Thomas Elzey

In this July 22, 2014 file photo, Thomas Elzey, the president of South Carolina State University, discusses the challenges facing the historically black school during an Associated Press interview in his campus office in Orangeburg, S.C. South Carolina State University is certainly not alone among historically black colleges nationwide struggling to survive amid sharp drops in enrollment and revenue. Advocates say their collective future may rest on alumni stepping up their giving. (AP Photo/Bruce Smith, File)

ORANGEBURG, S.C. (AP) — South Carolina State University trustees have voted to fire suspended President Thomas Elzey just hours after a judge lifted his ban on ending the contract.

Trustees voted 6-1 in public with three members abstaining Monday to terminate Elzey’s contract, which has more than two years remaining. Members then immediately started meeting again in private.

Board of Trustees Chairman William Small read a prewritten motion saying Elzey was being fired based on letters trustees wrote in January and February. Those letters were not released.

A judge lifted his ban preventing South Carolina State University trustees from firing suspended school president Thomas Elzey on Monday, just hours before the likely lame duck board was scheduled to meet.

Elzey’s contract with the school allows him to be fired for any reason as long as he’s paid what he’s owed, Circuit Judge Edgar Dickson said in the decision overturning the ban he put on firing Elzey less than two weeks ago.
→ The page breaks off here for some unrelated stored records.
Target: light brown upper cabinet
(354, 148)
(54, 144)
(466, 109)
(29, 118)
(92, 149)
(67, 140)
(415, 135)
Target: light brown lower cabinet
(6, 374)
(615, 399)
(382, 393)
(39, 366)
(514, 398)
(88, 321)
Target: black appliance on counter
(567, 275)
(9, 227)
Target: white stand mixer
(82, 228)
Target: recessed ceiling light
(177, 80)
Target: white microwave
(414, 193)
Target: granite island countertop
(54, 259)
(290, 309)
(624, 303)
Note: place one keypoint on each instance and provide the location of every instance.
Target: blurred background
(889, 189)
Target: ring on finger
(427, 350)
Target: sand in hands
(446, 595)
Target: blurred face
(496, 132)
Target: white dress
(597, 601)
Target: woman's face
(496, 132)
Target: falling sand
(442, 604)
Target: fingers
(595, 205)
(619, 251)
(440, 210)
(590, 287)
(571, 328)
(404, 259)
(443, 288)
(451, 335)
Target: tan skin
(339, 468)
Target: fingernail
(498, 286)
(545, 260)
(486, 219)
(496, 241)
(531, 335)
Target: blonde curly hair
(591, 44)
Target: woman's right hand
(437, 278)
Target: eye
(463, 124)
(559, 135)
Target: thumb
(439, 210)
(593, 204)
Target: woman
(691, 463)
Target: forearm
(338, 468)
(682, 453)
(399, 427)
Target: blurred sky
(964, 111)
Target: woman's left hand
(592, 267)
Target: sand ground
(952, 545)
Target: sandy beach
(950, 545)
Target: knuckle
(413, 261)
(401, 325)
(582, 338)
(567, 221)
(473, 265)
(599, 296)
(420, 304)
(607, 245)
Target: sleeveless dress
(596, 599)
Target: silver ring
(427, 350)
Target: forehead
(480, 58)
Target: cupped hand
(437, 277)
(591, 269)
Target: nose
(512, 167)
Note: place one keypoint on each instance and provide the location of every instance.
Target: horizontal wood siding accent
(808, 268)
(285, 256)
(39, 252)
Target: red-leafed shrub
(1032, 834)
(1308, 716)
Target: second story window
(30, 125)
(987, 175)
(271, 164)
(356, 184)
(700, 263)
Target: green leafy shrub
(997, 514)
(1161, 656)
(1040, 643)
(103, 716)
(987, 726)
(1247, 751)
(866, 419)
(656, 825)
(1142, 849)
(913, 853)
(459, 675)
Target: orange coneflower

University trustees were holding a previously scheduled telephone meeting at 3 p.m. Monday to discuss the school’s organizational chart and fundraising campaign. Their attorney Ken Childs said the ruling would be discussed in private.

Firing Elzey without cause would cost the financially strapped university around $425,000, according to an estimate from state economic advisers. The school owes about $11 million in unpaid bills. Its total debt, when outstanding bonds are included, exceeds $83 million, legislators have said.

In this July 22, 2014, file photo, flags fly at the entrance to South Carolina State University in Orangeburg, S.C. The president of the Thurgood Marshall College Fund says a short-lived state legislative proposal to close the school may serve as a wake-up call to historically black colleges nationwide struggling to survive amid sharp drops in enrollment and revenue. (AP Photo/Bruce Smith, File)

The judge urged trustees to be careful, saying they should try to avoid unnecessary liability and follow due process in whatever they choose to do next, according to his order.

Elzey was hired on a 6-5 vote in spring 2013. Trustees gave him a favorable review last year. But that was before State House members last month suggested temporarily shutting the school after suggesting that Elzey wasn’t entirely honest about the school’s financial troubles.

On Feb. 12, trustees reiterated they backed Elzey. Eleven days later they put him on administrative leave without explanation.

Elzey sued the trustees for breach of contract, and Dickson banned them from firing the suspended president earlier this month. But after a hearing last week, the judge changed his mind, agreeing with Childs that Elzey’s contract allows him to be fired without cause as long as he gets the money in the contract.

The trustees’ days on the board are likely numbered. Both the House and Senate have approved proposals to fire all the trustees, nearly on unanimous votes. Both sides are currently trying to hash out differences in their plans, such as how the new trustees would be chosen.